Франсиско с досадой взъерошил густые волосы. Намек на услуги, оказанные ему Ховельяносом, рассердил его. Действительно, когда он, никому не известный художник, без гроша в кармане пришел в Мадрид, Ховельянос заказал ему большой портрет и рекомендовал его влиятельным лицам. Но в глубине души этот неподкупно строгий человек был ему чужд, он испытывал перед ним то же холодное удивление, что и перед художником Давидом; Гойя понимал, что беспечному дону Мануэлю мрачный Ховельянос, вечно торчавший перед ним живым укором, казался несносным. И вот теперь добродетельный Мигель требует, чтобы он, Франсиско, проявлял великодушие и благодарность. «За добрые дела на том свете бог воздаст, — вспомнил Гойя, — а за злые — на этом расплата».

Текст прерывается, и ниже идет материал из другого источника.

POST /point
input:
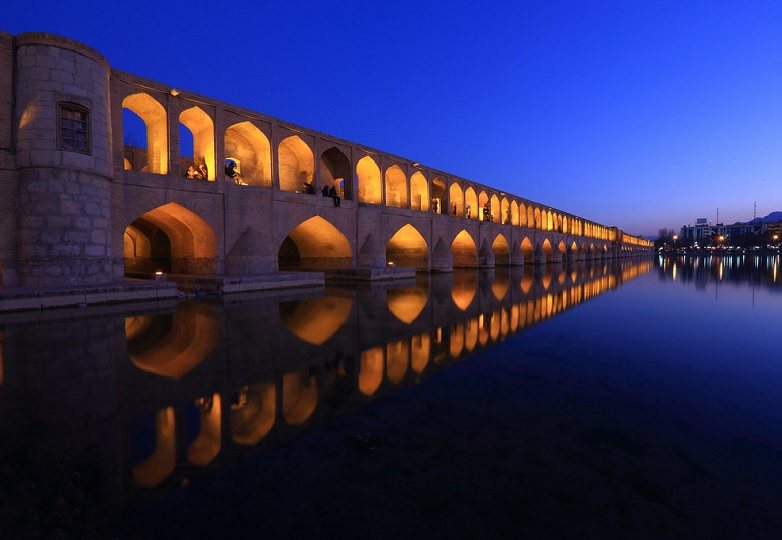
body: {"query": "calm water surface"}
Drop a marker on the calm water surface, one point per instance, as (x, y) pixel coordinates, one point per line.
(629, 400)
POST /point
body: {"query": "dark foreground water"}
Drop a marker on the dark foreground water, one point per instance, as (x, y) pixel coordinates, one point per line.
(637, 399)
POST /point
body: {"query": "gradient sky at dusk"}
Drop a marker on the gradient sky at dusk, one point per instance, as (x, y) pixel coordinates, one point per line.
(640, 114)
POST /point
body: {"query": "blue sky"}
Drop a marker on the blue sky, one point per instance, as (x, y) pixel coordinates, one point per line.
(639, 114)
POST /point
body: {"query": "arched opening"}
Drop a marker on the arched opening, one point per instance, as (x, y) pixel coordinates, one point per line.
(202, 128)
(335, 171)
(369, 184)
(315, 244)
(396, 187)
(419, 192)
(297, 164)
(471, 201)
(501, 251)
(315, 320)
(464, 251)
(438, 196)
(408, 248)
(171, 239)
(248, 146)
(456, 198)
(528, 250)
(145, 134)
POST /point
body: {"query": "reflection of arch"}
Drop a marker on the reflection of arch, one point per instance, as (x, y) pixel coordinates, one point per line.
(156, 468)
(206, 445)
(299, 396)
(252, 416)
(464, 250)
(419, 192)
(464, 288)
(408, 248)
(396, 187)
(369, 184)
(335, 171)
(420, 349)
(171, 238)
(370, 373)
(316, 243)
(456, 198)
(154, 116)
(202, 127)
(315, 320)
(249, 146)
(296, 162)
(171, 345)
(407, 303)
(397, 354)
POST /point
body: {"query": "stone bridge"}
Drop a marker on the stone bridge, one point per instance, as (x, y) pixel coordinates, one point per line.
(85, 204)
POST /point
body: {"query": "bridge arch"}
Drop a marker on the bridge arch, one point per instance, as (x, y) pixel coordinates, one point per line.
(249, 146)
(419, 192)
(471, 200)
(369, 184)
(201, 126)
(396, 187)
(456, 198)
(408, 248)
(296, 163)
(155, 119)
(171, 239)
(501, 250)
(335, 170)
(313, 244)
(464, 251)
(439, 196)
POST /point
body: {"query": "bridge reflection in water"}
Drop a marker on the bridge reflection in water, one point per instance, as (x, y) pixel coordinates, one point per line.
(128, 407)
(255, 372)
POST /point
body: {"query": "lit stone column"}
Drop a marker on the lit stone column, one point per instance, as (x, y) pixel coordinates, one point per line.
(64, 159)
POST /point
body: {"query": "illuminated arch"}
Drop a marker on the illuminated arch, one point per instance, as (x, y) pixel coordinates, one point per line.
(514, 213)
(201, 126)
(335, 170)
(153, 114)
(170, 238)
(315, 243)
(408, 248)
(419, 192)
(369, 184)
(248, 145)
(296, 162)
(464, 251)
(456, 198)
(439, 195)
(396, 187)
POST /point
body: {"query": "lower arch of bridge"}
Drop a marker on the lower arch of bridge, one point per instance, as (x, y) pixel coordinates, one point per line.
(171, 239)
(408, 248)
(464, 251)
(314, 244)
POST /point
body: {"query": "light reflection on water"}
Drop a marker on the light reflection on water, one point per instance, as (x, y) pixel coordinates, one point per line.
(116, 410)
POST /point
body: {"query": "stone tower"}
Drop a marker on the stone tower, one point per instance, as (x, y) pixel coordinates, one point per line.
(63, 158)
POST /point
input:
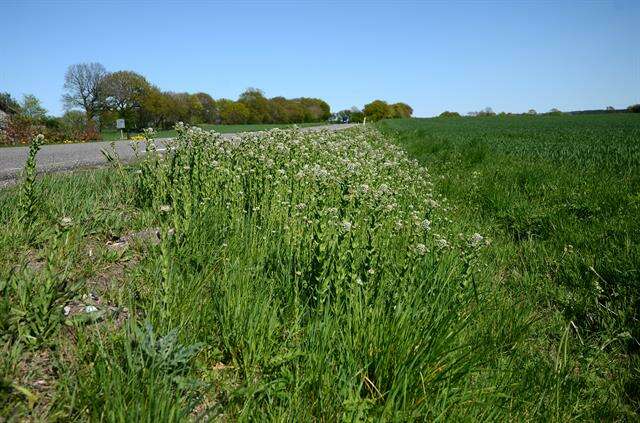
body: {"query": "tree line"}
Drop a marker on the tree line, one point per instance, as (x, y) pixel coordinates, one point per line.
(106, 96)
(95, 98)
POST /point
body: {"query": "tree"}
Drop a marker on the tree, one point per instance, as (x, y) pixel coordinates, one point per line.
(32, 109)
(124, 92)
(208, 108)
(341, 116)
(82, 84)
(8, 104)
(258, 105)
(233, 112)
(377, 110)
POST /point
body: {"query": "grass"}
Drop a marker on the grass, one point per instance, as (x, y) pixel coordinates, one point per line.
(329, 276)
(114, 135)
(558, 196)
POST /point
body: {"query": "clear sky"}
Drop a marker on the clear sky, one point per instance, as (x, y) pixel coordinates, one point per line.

— Как раз сейчас, когда Мануэль на пути к заключению мира с Францией, можно надеяться на успех ходатайства, — продолжал убеждать его дон Мигель.
Вероятно, Мигель был прав. И все же его просьба звучала приказанием, и лицо Гойи, не умевшего лгать, выражало недовольство. Медленно создавал он себе положение, завоевывал его работой, упорством, предусмотрительной осторожностью. А теперь от него требуют, чтобы он вмешался в государственные дела и поставил под угрозу все, чего достиг.